De tous ces phénomènes nouveaux qui surviennent autour de lui, Kawakibi tire de nombreuses et importantes conclusions qui lui permettront d’agir en rénovateur.
Alep, la ville de Kawakibi, devient la capitale intellectuelle de la Syrie
Kawakibi est un natif d’Alep, aujourd’hui devenue la deuxième ville de Syrie. A l’époque, en dehors de l’Égypte et du Mont Liban, ainsi que d’une Beyrouth en plein essor intellectuel à travers l’existence de deux universités et le bouillonnement de la presse locale, Alep est la ville la plus active intellectuellement parlant du monde arabe.
Les milieux chrétiens de la ville connaissent un mouvement très avancé de discussion des grandes idées et des principes de sciences politiques, tels que le droit naturel et le contrat social – non tant celui si cher à Jean-Jacques Rousseau que celui du «ténor» aleppin Francis Marrash, entre le gouvernant et les gouvernés, semblable au principe de la monarchie selon la Charte –. La sœur de Francis Marrash, Maryana, anime un salon littéraire, étant par ailleurs la première femme de tout l’Orient à avoir écrit et publié dans la presse un article à son nom.

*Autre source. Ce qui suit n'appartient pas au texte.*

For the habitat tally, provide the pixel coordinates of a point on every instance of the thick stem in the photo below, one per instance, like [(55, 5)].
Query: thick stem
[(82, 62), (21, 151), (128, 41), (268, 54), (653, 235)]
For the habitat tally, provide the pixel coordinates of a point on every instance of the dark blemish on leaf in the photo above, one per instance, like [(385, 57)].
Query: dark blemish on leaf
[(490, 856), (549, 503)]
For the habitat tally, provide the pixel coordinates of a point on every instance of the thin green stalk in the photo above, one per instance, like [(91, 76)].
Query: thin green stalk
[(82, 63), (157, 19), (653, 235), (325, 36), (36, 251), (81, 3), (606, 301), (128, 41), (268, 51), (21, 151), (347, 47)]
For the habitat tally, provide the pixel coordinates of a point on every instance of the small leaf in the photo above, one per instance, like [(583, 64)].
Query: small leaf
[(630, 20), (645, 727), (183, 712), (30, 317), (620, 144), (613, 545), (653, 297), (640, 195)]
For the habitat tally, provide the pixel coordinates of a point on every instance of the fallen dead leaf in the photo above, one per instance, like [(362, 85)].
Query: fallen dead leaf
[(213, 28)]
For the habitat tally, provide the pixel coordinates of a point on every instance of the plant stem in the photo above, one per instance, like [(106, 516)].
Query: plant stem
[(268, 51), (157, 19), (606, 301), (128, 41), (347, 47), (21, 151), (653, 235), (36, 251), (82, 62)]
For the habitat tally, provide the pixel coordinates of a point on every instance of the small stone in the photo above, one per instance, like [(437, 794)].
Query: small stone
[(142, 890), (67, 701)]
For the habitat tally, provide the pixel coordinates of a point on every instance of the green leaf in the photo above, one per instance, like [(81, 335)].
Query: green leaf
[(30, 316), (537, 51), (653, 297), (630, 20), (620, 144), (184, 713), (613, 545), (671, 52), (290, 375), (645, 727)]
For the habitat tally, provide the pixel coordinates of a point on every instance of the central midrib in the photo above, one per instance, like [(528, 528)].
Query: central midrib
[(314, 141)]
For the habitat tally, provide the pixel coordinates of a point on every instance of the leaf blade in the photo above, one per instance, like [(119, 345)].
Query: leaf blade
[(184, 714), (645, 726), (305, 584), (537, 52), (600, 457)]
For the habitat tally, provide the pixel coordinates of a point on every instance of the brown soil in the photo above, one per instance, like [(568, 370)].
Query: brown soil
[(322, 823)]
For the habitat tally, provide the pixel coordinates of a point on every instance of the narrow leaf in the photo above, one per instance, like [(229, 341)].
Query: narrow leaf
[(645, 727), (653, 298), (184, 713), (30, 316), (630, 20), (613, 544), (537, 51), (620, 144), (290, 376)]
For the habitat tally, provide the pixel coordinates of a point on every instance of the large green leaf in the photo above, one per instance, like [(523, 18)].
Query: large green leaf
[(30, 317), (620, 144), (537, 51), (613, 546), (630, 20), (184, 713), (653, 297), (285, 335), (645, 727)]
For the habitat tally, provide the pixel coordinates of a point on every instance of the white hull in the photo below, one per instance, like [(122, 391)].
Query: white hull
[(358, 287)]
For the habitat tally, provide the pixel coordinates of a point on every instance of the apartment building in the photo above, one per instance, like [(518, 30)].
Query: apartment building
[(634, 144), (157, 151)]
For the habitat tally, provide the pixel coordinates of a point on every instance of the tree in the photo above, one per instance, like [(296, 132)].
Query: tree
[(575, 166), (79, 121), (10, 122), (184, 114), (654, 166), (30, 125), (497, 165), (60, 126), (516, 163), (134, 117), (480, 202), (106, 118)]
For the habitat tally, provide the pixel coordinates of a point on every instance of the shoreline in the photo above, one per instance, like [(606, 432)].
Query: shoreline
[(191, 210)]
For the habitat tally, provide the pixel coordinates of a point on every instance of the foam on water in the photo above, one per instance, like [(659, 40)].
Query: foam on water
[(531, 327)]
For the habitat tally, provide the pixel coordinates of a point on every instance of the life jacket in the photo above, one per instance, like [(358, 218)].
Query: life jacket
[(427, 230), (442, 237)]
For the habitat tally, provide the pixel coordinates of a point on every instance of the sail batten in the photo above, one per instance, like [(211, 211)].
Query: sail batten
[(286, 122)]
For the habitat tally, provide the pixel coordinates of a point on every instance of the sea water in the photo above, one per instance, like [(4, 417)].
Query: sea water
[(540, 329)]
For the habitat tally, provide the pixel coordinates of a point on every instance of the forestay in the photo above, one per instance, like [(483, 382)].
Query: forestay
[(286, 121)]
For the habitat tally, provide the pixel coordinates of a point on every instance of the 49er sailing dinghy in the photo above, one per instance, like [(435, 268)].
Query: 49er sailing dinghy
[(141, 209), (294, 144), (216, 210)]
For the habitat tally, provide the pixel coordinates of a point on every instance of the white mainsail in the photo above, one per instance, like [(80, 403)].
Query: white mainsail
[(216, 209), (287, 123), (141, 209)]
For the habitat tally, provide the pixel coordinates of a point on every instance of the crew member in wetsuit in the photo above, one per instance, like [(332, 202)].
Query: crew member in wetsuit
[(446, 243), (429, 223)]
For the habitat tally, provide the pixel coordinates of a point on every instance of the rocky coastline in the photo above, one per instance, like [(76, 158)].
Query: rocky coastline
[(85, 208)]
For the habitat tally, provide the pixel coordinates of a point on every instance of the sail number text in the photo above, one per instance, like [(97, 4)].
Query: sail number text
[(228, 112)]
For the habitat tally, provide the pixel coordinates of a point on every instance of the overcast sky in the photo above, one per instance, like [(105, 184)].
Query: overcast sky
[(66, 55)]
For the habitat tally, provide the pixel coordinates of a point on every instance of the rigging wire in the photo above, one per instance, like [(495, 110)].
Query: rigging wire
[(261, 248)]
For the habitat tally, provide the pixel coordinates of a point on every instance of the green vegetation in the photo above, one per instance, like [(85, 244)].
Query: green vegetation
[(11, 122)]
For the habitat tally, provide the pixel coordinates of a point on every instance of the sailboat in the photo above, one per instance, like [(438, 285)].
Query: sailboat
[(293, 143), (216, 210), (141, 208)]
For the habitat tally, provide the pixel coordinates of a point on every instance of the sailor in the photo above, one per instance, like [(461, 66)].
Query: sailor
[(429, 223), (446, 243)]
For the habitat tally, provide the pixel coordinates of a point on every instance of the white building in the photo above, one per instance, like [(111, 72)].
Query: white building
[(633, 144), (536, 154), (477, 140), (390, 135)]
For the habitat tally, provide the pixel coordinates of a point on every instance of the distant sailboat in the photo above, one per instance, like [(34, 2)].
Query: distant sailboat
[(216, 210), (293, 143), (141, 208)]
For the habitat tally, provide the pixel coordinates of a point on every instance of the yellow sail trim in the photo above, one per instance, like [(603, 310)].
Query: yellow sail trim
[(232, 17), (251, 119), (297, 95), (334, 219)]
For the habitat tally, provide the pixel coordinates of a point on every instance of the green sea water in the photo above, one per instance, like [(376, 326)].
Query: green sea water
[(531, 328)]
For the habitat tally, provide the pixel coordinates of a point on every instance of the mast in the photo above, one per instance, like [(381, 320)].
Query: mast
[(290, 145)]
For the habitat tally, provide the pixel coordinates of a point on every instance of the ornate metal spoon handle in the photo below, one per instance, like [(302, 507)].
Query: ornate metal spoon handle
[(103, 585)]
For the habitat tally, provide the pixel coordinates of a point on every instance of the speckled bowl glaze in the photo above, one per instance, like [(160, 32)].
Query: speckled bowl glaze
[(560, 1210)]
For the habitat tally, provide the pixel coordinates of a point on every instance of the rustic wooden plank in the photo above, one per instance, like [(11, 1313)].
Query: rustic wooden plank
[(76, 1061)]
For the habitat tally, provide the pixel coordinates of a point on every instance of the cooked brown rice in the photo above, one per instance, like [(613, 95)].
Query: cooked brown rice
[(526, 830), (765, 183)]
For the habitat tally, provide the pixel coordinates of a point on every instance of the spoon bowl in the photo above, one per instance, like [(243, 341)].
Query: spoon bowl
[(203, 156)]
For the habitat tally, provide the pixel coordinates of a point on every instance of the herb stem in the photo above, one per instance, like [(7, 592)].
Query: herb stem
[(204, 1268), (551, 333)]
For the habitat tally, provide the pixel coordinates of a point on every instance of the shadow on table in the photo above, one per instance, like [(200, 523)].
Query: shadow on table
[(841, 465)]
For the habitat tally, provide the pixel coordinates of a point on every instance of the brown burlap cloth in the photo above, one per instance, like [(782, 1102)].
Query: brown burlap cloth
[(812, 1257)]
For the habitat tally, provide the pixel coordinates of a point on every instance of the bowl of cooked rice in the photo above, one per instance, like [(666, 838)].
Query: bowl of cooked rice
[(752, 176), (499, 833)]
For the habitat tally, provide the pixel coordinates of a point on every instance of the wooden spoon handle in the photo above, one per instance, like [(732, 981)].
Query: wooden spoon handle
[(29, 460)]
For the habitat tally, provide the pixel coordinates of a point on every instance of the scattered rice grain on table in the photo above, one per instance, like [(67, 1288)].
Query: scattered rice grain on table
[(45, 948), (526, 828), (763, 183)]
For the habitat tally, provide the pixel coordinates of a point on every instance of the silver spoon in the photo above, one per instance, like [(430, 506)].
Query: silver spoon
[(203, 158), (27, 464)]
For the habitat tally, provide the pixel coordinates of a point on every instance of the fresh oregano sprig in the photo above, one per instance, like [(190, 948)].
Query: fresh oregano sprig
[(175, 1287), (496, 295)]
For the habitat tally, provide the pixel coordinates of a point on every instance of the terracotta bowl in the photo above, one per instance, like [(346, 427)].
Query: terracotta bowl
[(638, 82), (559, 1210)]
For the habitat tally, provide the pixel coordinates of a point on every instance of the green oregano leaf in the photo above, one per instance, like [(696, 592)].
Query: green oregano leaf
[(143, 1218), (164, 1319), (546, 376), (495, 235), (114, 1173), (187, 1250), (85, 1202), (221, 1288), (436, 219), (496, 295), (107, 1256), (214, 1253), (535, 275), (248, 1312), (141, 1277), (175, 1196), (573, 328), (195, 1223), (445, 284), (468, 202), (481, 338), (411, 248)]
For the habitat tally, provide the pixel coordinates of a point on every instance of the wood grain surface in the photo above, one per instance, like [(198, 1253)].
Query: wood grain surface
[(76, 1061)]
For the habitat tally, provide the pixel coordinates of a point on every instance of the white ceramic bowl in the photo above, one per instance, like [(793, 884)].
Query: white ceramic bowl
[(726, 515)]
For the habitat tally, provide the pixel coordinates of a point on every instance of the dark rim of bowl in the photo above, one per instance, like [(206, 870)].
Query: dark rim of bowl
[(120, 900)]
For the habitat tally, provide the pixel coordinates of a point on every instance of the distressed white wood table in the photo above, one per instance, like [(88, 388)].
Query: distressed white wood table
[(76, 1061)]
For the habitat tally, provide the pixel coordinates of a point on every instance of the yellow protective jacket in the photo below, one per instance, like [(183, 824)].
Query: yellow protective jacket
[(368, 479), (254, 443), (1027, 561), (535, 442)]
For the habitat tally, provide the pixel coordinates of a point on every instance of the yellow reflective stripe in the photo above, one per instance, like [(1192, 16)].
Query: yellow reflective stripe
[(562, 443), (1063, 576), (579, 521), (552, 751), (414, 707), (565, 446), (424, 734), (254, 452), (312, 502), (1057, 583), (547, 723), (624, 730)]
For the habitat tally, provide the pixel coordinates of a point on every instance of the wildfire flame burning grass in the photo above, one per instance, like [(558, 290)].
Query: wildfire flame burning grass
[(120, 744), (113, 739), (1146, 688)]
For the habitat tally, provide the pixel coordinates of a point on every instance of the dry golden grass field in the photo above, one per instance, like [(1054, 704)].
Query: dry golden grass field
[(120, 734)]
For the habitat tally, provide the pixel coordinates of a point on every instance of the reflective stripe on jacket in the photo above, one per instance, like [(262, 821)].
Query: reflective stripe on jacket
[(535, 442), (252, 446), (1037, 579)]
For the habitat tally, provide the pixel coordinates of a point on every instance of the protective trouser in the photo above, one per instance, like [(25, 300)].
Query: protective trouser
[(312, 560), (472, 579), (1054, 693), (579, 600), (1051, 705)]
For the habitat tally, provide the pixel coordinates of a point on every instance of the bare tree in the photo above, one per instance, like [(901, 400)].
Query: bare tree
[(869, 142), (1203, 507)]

Du côté des Musulmans, Kawakibi va lui-même être l’initiateur d’un mouvement semblable en créant des journaux qui offrent un balbutiement de réflexion sur tous les thèmes intéressant les lettrés, notamment le pouvoir politique, la séparation des pouvoirs, la nation et la patrie.
C’est sur une anecdote désarmante que l’héritier, tant familial que spirituel, de Kawakibi a ouvert son propre propos.
Un auteur disparu que l’on croit bien vivant
Peu après la sortie de l’ouvrage en français, il reçoit un appel téléphonique d’une journaliste lui demandant «le numéro de téléphone de Monsieur Kawakibi». Précisant à sa correspondante que c’est bien à lui qu’elle s’adresse, Salam Kawakibi reçoit cette réponse dépassant l’entendement : «Non, vous, Monsieur Salam Kawakibi, avez écrit la préface et la postface ; c’est à Monsieur Abd ar-Rahman al-Kawakibi, auteur du livre Du despotisme, que je veux pouvoir parler !».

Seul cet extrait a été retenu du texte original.